Hey everyone. Just saying hello, as I just picked my first audi, a 2000 A6 2.7T quattro, 6 spd. I picked this up as a second car so I can focus more attention on the MK3 in the next few months. Im definitely looking forward to the awd this winter. Hoping I can learn a ton to help me keep the audi in excellent condition as the previous owner clearly has done. 
Here is the car:








and the MK3 that I ive had for 6 years now:


----------



## EK20 (Sep 28, 2004)

*Re: Hi! New to the Audi world (jettasmooth)*

Nice score. http://****************.com/smile/emthup.gif
I was initially looking for a silver A6, but couldn't pass up the white one I got.
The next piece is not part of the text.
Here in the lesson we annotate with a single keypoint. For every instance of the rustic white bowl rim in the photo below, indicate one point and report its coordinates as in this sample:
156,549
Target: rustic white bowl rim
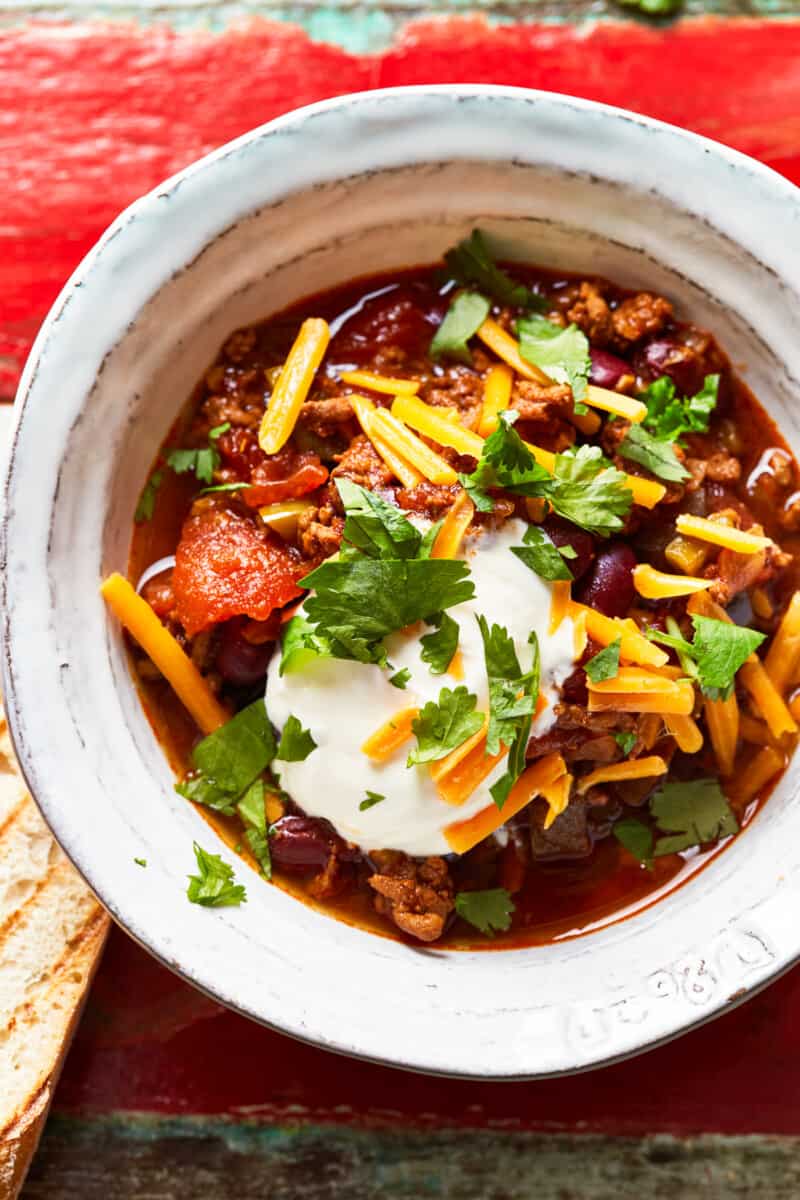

Unfortunately I did miss out on the S8 the dealer had.


----------



## jettasmooth (Aug 7, 2002)

*Re: Hi! New to the Audi world (EK20)*

I test drove a 1995 URS6 a few months back and fell in love with style. But I figured for practicality reasons, I should get something a bit newer


----------



## Snowhere (Jul 27, 2007)

*Re: Hi! New to the Audi world (jettasmooth)*

Nice score! Welcome to C5 land. Enjoy the new ride as I am sure it feels a step up from the Mk3.


----------



## dadrew (Aug 4, 2005)

Whewt!
I'm new to my A6 too!


----------



## jettasmooth (Aug 7, 2002)

*Re: (dadrew)*

im currently looking into doing the RS4-K04 upgrade and clutch in the near future, but might take a look at the cost of doing the job myself. Could be a fun spring project with the right tools.


----------



## kingofnyc22 (Nov 17, 2005)

*Re: (jettasmooth)*


_Quote, originally posted by *jettasmooth* »_im currently looking into doing the RS4-K04 upgrade and clutch in the near future, but might take a look at the cost of doing the job myself. Could be a fun spring project with the right tools.

Congratulation on a nice 6-speed. It will be fun.


----------